Hugo Ford research projects
Cambridge University Hospitals NHS Trust
Addenbrooke's Hospital
Box 193
Hills Road
Cambridge
CB2 2QQ
United Kingdom
Email: hugo.ford@addenbrookes.nhs.uk
Tel: 01223 257131
CRUK/07/013: COUGAR-02: A randomised phase III study of docetaxel vs active symptom control in patients with relapsed oesophagogastric adenocarcinoma
Funding period: 01 July 2011 to 30 June 2013Funding scheme: Phase III Clinical Trial Grants
Funding committee: Clinical Trials Awards and Advisory Committee
Abstract
Background
Most patients with a good performance status who present with advanced oesophago-gastric cancer receive chemotherapy. Once patients relapse after first-line chemotherapy there is no data to guide further treatment.
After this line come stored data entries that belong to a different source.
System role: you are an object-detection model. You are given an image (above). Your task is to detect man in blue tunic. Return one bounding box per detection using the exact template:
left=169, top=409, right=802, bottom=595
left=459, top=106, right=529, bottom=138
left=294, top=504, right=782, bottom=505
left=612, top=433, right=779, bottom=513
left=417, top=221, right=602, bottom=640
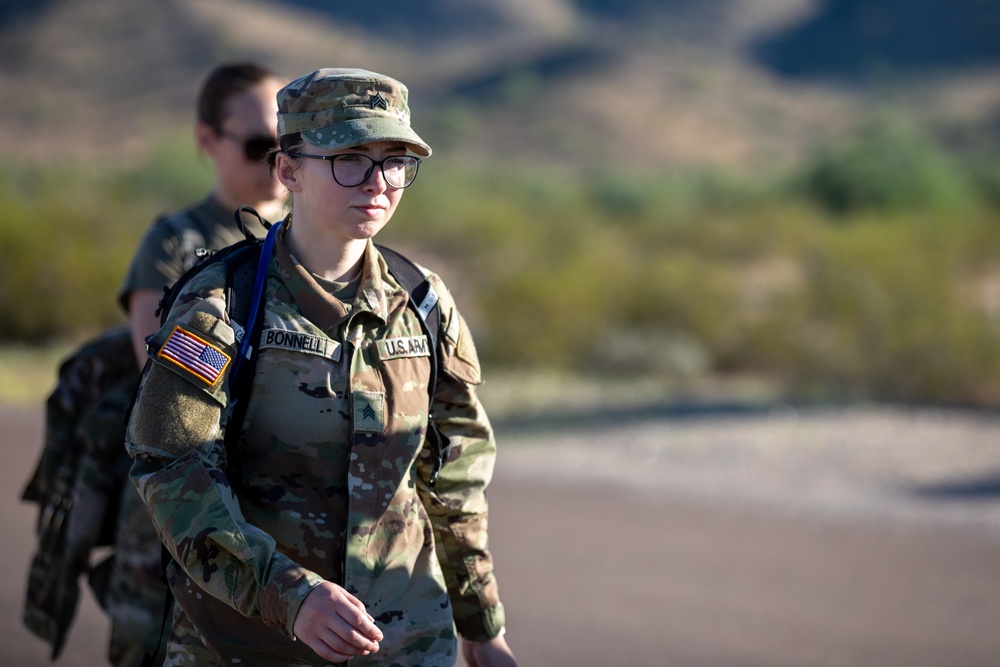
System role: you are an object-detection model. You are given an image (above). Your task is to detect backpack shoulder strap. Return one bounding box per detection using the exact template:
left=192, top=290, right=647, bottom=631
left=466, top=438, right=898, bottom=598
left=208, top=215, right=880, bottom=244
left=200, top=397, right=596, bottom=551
left=374, top=244, right=449, bottom=486
left=155, top=209, right=212, bottom=267
left=154, top=206, right=269, bottom=325
left=220, top=219, right=281, bottom=455
left=376, top=245, right=440, bottom=332
left=222, top=242, right=264, bottom=356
Although a number of chemotherapy agents are thought to be active in this setting there is no randomised data demonstrating the superiority of chemotherapy over supportive care.
Relevance
There is an important need to establish whether there is any benefit to chemotherapy in this situation,and to establish a reference regimen for newer regimens to be compared against in future studies.
Aims
The aim is to assess whether docetaxel chemotherapy is beneficial compared to best supportive care. If docetaxel is shown to be better than supportive care in terms of survival or health-related quality of life then this will become a reference regimen to which other chemotherapy/biological agents can be compared.
Outline
This is a randomised phase III study. Patients with advanced oesophago-gastric cancer who have relapsed following 1st line chemotherapy will be eligible. Patients will be randomised in a 1:1 ratio(docetaxel: active symptom control).
The primary outcome measure of the trial is overall survival. Secondary outcomes are health-related quality of life, response rate and progression-free interval.